For me, writing long-format works (novels, in my case) is like chasing a picture that continually goes in and out of focus in your mind.

There are moments of enormous clarity, little miracles, in which the characters and ideas that are burbling around in your head suddenly and unexpectedly come into sharp focus.  You know exactly where your work is going — what must happen, what each character must say in a situation that must be created to compel your work forward.  Ha.  Unfortunately, these miraculous moments of clarity can evaporate just as easily as they appeared.  And they do.  And because these times of clear vision are likely to happen any old time — just as you are falling asleep, or during a long walk, or any old time whatsoever — it is shocking, maddening, confounding how quickly and totally they vanish, very much like dreams that you remember in exquisite detail, even going over the eventsImage in your mind upon awakening, only to find that you have no recollection just a short time later.
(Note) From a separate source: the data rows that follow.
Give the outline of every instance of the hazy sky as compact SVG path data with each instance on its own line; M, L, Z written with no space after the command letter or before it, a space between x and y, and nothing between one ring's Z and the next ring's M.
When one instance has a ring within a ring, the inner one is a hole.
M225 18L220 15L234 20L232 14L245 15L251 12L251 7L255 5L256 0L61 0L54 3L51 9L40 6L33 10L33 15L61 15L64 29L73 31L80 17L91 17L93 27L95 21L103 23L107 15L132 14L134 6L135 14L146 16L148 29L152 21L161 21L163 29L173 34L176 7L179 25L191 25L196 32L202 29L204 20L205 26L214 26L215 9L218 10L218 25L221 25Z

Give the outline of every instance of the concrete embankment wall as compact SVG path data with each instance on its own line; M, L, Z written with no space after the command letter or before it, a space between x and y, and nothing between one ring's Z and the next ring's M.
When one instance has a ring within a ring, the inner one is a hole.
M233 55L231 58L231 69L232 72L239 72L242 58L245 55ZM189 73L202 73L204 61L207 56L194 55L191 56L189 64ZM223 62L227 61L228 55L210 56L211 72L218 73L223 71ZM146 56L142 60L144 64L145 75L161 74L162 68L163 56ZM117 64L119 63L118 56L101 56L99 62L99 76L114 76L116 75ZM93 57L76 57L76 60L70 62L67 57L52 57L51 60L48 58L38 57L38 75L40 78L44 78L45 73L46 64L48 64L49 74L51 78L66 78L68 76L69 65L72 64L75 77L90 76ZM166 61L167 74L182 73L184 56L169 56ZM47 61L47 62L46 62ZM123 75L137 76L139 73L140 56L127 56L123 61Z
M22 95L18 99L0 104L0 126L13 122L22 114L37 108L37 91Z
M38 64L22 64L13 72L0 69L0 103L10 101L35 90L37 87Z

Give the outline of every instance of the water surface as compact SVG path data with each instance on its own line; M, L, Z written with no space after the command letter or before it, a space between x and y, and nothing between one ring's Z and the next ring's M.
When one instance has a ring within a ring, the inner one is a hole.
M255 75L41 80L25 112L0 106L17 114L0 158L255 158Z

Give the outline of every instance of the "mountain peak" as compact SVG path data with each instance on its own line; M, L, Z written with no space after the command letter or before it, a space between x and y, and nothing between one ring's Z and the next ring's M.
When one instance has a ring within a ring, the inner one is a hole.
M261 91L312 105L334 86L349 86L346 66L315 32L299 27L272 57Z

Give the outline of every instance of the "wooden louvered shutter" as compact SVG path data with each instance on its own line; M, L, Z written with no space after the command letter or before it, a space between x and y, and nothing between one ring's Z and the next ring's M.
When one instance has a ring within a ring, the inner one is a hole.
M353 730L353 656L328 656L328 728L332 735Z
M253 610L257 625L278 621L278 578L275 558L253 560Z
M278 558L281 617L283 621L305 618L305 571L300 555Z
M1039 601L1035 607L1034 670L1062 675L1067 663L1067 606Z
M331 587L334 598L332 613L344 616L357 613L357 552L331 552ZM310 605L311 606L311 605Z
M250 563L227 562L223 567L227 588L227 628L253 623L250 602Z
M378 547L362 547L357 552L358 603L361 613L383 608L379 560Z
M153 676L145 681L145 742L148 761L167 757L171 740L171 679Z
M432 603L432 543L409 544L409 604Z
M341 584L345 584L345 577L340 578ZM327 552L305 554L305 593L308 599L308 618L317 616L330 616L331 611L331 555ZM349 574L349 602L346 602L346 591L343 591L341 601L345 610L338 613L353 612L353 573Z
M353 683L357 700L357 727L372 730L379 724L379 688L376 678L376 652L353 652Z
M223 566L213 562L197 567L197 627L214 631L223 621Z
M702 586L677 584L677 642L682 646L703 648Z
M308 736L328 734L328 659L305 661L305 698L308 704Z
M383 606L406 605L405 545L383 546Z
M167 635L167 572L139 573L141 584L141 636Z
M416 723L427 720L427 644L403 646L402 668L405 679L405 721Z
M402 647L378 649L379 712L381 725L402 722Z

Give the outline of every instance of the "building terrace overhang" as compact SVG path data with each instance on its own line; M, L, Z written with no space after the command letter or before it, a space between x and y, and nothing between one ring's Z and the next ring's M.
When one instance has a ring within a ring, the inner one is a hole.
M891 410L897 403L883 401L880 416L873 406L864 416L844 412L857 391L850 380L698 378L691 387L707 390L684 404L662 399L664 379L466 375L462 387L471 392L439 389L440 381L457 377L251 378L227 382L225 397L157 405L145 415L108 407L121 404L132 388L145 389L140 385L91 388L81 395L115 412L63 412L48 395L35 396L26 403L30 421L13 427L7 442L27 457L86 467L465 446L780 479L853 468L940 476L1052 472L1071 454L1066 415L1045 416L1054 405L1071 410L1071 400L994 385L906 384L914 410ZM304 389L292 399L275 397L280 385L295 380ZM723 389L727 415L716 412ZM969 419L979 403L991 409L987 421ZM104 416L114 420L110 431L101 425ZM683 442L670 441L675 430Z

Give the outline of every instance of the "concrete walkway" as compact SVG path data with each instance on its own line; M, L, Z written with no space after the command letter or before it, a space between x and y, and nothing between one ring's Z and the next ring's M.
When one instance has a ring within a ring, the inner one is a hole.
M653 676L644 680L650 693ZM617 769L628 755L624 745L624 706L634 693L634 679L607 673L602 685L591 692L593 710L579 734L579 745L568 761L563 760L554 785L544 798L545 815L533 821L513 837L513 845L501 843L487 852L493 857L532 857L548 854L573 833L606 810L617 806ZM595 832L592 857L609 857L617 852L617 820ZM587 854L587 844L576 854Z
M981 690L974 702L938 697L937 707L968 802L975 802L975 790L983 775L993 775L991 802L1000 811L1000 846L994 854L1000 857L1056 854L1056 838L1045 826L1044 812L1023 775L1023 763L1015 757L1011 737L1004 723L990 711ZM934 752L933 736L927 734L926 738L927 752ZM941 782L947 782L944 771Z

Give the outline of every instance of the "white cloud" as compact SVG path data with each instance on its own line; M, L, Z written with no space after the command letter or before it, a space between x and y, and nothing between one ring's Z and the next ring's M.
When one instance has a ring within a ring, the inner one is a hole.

Sometimes the clarity has vanished even by the time you get yourself in front of the computer keyboard.  No matter how quickly you manage to drop everything, clear some space in your life, plop down in front of that screen, it can still happen that there you are, confronting that keyboard, rarin’ to go, only to find yourself…blank.

It’s gone.  Utterly gone.  There you are on the beach, after the wave has crashed, trying to make out any remnants of the words you wrote in the sand.

I wonder — is it like this in all creative endeavors?  Composing music?  Creating a sculpture?  I think it must be.